Hunt achieved her highest career peak with the role of Dionne in Hair, a smash hit on the London stage. Around this time she worked with various bands putting on shows and cutting tracks, even performing at the Isle of Wight music festival in 1969. One of her greatest rock romances at this time was with Marc Bolan. When Bolan and Hunt met, "You could see the shafts of light pouring out of their eyes into each other.... We finished the session unusually early, and Marc and Marsha walked out into the night hand in hand" said a mutual friend. Although they were passionately in love, Bolan couldn't get over Hunt's personal success. According to him, good music never achieves mainstream success, and Hunt simply had too much mainstream appeal for him.

By the late 60s Marsha was making a transition from modelling to singing. She later, looking back, admits she wasn't the best singer around (see bottom clips), but she had fun and had a style/point of view rarely seen. Her main fan base was in England and abroad, where she was honestly, treated like a bit of a beautiful novelty. As a black woman in music and acting in the 60s, Marsha faced numerous obstacles. Hunt opened the door for women of color on several fronts. She was the first black woman on the cover of Queen magazine, and posed nude (top photo). She also dated several white musicians while interracial marriage, in America at least, had barely become legal (1967). However, the door wasn't easily opened for Marsha Hunt. By several British papers she was labelled "a pretty golliwog" (a prejudice term in England for blackfaced, slavery-era dolls). In 1973, she was asked to speak on a panel for British magazine Melody Maker to discuss women in music and options open to black women where she [from Wikipedia:] "suggested that black women needed to make use of the "side-door" in the industry, entering as "the statuary representative" before they could make music under their own terms."

In the late 60s Hunt turned down an opportunity to pose for the "Honky Tonk Woman" promos which called for a woman to be battered and bruised in a photo. Hunt refused to pose for the shoot and appear like a woman used and abused by the Stones. Despite the rejection, Mick Jagger gave her a call, asked her out, and the two began their 9 or 10 month romance. Jagger was said to be very shy with her and they largely conducted their relationship in private, rather than public scenes to keep it quiet. In London, November 1970, Hunt gave birth to Jagger's first and her only child, Karis, which according to Hunt was planned for despite the fact the couple never considered living together or planned a romantic future as a couple. Hunt felt that she and Mick weren't a good match as day-to-day living companions and Mick just wasn't into being tied down to one gal.
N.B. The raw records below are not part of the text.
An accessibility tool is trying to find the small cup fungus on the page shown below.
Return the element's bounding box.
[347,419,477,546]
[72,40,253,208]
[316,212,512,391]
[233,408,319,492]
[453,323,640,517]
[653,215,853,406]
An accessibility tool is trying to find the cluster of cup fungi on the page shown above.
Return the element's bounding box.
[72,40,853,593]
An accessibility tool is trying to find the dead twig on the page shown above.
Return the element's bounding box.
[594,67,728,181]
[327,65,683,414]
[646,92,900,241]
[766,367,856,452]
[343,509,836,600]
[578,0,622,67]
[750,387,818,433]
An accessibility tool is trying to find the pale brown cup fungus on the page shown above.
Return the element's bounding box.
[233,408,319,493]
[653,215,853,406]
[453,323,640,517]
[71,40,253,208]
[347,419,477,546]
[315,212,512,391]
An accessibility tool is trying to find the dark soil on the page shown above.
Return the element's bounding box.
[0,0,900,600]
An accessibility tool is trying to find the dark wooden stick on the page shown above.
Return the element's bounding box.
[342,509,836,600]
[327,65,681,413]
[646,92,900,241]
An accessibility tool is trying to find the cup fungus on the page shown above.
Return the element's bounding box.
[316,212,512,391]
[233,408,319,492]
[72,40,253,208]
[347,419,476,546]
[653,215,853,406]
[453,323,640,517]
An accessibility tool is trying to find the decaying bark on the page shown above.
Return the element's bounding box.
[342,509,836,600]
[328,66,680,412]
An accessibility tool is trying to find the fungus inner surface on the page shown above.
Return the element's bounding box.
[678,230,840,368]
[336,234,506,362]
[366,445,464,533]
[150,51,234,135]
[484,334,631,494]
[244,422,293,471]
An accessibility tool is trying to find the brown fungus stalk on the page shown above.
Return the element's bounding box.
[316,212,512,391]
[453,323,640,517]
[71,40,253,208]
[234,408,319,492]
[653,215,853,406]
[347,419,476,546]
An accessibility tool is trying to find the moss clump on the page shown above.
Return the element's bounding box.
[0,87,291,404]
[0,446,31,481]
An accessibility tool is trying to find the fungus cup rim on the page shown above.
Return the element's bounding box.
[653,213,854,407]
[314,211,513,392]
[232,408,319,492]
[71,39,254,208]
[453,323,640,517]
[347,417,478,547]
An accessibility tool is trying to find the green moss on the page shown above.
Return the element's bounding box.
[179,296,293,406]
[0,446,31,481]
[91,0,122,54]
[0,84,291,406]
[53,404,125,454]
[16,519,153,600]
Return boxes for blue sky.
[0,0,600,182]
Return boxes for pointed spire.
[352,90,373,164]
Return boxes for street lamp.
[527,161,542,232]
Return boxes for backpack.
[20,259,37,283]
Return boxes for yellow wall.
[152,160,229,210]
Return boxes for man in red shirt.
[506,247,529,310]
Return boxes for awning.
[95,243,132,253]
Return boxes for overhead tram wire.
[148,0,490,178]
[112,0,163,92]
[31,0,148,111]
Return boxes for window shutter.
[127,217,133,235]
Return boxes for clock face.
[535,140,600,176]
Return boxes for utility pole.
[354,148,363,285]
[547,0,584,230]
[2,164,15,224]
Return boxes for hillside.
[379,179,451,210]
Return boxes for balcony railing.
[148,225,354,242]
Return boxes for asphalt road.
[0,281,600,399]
Marsha Hunt with daughter Karis Jagger circa 1972

Mother and daughter in the mid 70s

Mother and daughter circa 2000

Hunt wanted full custody of their daughter and brought legal action to ensure that she could limit Jagger's presence in Karis' life. However, by 1980, she decided that Karis should have a relationship with her father, and Mick and Karis became quit close in her pre-teen years. While I couldn't find any photos of Marsha with Mick during their relationship, there are public photos of Karis Jagger's wedding with Mom Marsha and Dad Mick, smiling, posing for photos with their newly-wed daughter and various other Jagger and non-Jagger family members. It seems Karis and Mick are still very close, as she is with her many other Jagger half-siblings.

In the 90s, Hunt was diagnosed with Breast cancer. She had her breast removed and is in remission. She posed once again with the same photographer for that classic Queen magazine cover shoot post-op. She says she lives in France, healthy, and spends most of her time gardening to this day. In recent years she has written autobiographies, novels, and is planning a book now on Jimi Hendrix.

Recreating classic Queen magazine cover photo in 2000s.